Being a Dirtbag in Divorce
Take a minute to check the checklist
Sure, go ahead and get divorced. But don’t screw up your kids in the process. Split the assets; one of you take the dog or have it go back and forth between houses. Unfriend your ex on Facebook, etc. and don’t cyber stalk. And do yourself and everyone connected to you a favor: take a minute to complete the following checklist:
Am I leaving for another person, or for myself? If you are leaving for another person, don’t. Relationships borne of affairs, whether emotional or physical, almost never last. Your children will hate the person whom they perceive broke up their family. Even if your ex covers for you and you lie to the kids and everyone else about the timing of your new relationship, the truth will come out. Don’t fool yourself: The fantasy family life you envision with this new person will not come to pass. If you’re leaving for yourself, because your spouse treats you like crap, you have no sexual chemistry with him/her; never did or can’t make it come back in any way; you feel completely alone because your spouse is too self-obsessed to care about you or his/her children more than he/she cares about him/herself; or certainly if he/she hits you or verbally abuses you, then make a clean, quick break and never look back. Know why and be honest with yourself about what the hell you’re doing.

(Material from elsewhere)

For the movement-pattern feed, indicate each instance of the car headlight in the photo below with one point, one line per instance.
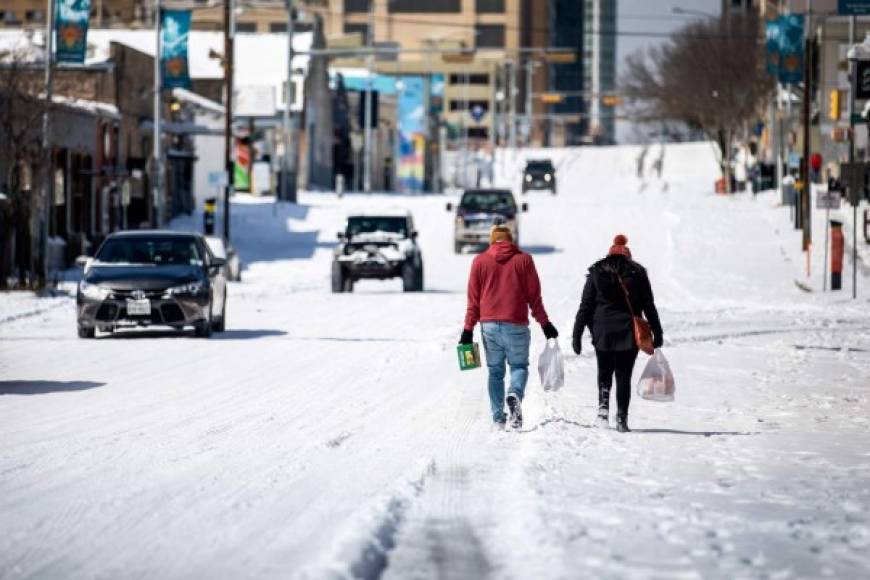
(94, 291)
(190, 289)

Am I using the law to satisfy an emotional need? In general, don’t sue your spouse or former spouse for custody. You’ll only out yourself as a Narcissist, if you do. Virtually all custody cases in family courts are brought by people with Narcissistic Personality Disorder or by people who use children to get more money. You don’t want to be in either camp, because if you are, you’re a disgusting person. Furthermore, kids end up resenting or even hating the parent who tries to take them from the other parent. And if you weren’t the primary or even half-time caregiver before, you certainly aren’t in the mental space to be one now. Your evil plan will backfire, cost you and your ex a lot of money (which is ultimately less money for your kids to use on important things like college tuition) and destroy your relationship forever with your co-parent. Unless your spouse is physically or emotionally abusive to your kids, is an addict or otherwise truly unsafe, figure out a way to share time and don’t invent pre-textual reasons you need to take them to Court.

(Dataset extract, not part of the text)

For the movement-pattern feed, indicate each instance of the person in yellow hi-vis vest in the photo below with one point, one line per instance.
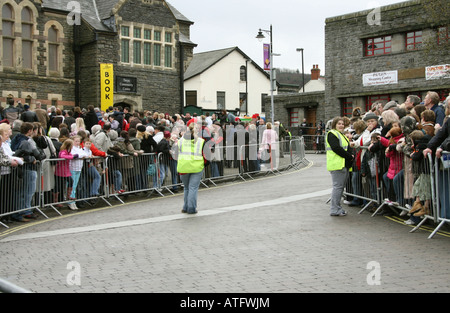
(190, 166)
(339, 161)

Am I looking to blend families with my new boyfriend/girlfriend? Let’s say you left a marriage for your own sanity or because your spouse decided for whatever reason to leave you. You now find yourself in a new relationship with a person who also has kids. Wouldn’t it be great if you all lived together? Ask yourself this: Great for whom? Yes, great for the adults, who are presumably happy not to be alone anymore, grateful for regular, hopefully satisfying sex, eager to share living costs. But for the kids? Not so much. Blended families are really hard on children. The step-parent never loves their non-blood offspring as much as their own. Step-siblings will not be as bonded as blood relatives, when their backs are against the wall. Kids are often mean to the step-sibling as a way of getting back at the step-parent. If this happens repeatedly, and your new partner doesn’t boundary the child or, worse, if they vilify your child as a way to cover the fact theirs is being a total brat or is completely screwed up from his/her own parents’ divorce, run for the hills and never talk to that person again. Do consider delaying a blended family until the youngest child is out of the house, unless the kids really and truly are ok with it. Less good for you, probably better for the kids. As Jackie Kennedy said, “If you bungle raising your children, I don’t think whatever else you do well matters much.”
Go ahead a get a divorce if that’s what you think you need to do, but don’t be a dirtbag about it.